A couple years ago, when the first kohlrabi globes appeared in my CSA box, I didn’t know what to make of them, either.
One coworker suggested to boil and mash them with carrots. I did that. Not bad. Someone else advised roasting and smashing. I did that, too—and liked the resulting sweetness a little more. But most times, kohlrabi was showing up in the spring, when I wasn’t really in the mood for a lot of starchy, mashed potatoe-y things. So I started messing around with raw preparations. Slaws, mostly. Cool. Refreshing. With the snappy, watery crunch of jicama or celery root. Now you’re talking.
For awhile, I was dedicated to a riff on Waldorf salad that mixed thinly sliced kohlrabi and apples, and then I uncovered an old post from the Crisper Whisperer at Serious Eats.
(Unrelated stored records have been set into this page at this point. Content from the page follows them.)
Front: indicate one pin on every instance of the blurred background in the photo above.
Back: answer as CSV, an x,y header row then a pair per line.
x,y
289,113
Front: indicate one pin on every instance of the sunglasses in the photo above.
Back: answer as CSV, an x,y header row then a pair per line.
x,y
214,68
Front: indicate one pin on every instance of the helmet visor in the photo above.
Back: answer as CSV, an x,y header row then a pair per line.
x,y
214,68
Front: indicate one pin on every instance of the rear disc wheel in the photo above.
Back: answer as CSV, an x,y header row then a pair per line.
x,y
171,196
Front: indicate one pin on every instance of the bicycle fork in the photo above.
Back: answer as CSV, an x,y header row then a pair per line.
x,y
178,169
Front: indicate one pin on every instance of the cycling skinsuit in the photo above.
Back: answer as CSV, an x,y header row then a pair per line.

Variations on their Kohlrabi Remoulade are now solidly in my spring rotation, and I made one Monday night to have with some leftovers from Sunday’s cookout.
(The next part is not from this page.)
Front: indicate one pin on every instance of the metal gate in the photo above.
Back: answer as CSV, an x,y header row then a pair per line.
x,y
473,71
That used up two of the stems I got in last week’s box; I’m saving the third for a pickling session later this week.
adapted from Serious Eats
- 2 medium kohlrabi stems
- 1/4 cup mayonnaise (yeah, I just used Hellmann’s – so what?)
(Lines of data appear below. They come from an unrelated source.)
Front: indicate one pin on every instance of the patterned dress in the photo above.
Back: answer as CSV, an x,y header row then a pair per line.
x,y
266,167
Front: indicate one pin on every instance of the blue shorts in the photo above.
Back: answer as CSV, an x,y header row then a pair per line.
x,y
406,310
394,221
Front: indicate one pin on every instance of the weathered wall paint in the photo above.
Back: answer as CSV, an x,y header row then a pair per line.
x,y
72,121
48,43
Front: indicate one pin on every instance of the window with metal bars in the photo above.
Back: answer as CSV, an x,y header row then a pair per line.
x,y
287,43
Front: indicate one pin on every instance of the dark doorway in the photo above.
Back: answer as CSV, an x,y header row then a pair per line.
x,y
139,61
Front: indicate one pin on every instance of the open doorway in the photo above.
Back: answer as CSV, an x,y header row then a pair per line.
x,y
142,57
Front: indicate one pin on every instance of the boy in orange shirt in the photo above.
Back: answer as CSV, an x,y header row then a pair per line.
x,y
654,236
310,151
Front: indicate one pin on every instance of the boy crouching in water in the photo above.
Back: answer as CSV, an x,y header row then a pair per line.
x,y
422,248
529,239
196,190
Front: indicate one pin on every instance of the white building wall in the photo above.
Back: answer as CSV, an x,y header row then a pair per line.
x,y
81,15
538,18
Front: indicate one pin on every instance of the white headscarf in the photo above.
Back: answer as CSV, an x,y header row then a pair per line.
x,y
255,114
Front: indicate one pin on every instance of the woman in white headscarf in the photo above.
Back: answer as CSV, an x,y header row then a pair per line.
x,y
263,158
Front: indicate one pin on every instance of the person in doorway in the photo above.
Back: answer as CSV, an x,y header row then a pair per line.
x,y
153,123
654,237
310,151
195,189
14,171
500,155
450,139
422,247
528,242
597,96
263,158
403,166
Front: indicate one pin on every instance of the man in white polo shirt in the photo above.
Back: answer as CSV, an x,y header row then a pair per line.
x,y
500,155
- 1 tsp whole grain mustard (bonus points: I did make the mustard myself )
- juice of half a lemon
- 1 tsp Champagne vinegar
- 1 large clove garlic
- 1/4 tsp salt
- fresh-ground black pepper
- 2 tsps chopped tarragon
Peel the thick outer layers from the kohlrabi stems. If you’re fussy about uniformity, use the Julienne blade of a mandoline or a big-gauge box grater to hack up the stems. My knuckles aren’t big fans of graters, and I was too lazy to get out the step stool to rescue my mandoline from the top shelf just for two little knobs of kohlrabi, so I just cut them up into matchsticks using a very sharp knife.
Peel the garlic and then smoosh it into a paste with the salt in a mortar and pestle.
Whisk together the mayo, mustard, lemon juice, vinegar, garlic/salt paste, pepper, and tarragon. Add the shredded kohlrabi, and toss to coat.
Serves 2-3, depending on how big the kohlrabi are. The leftovers were great the next day on a turkey sandwich.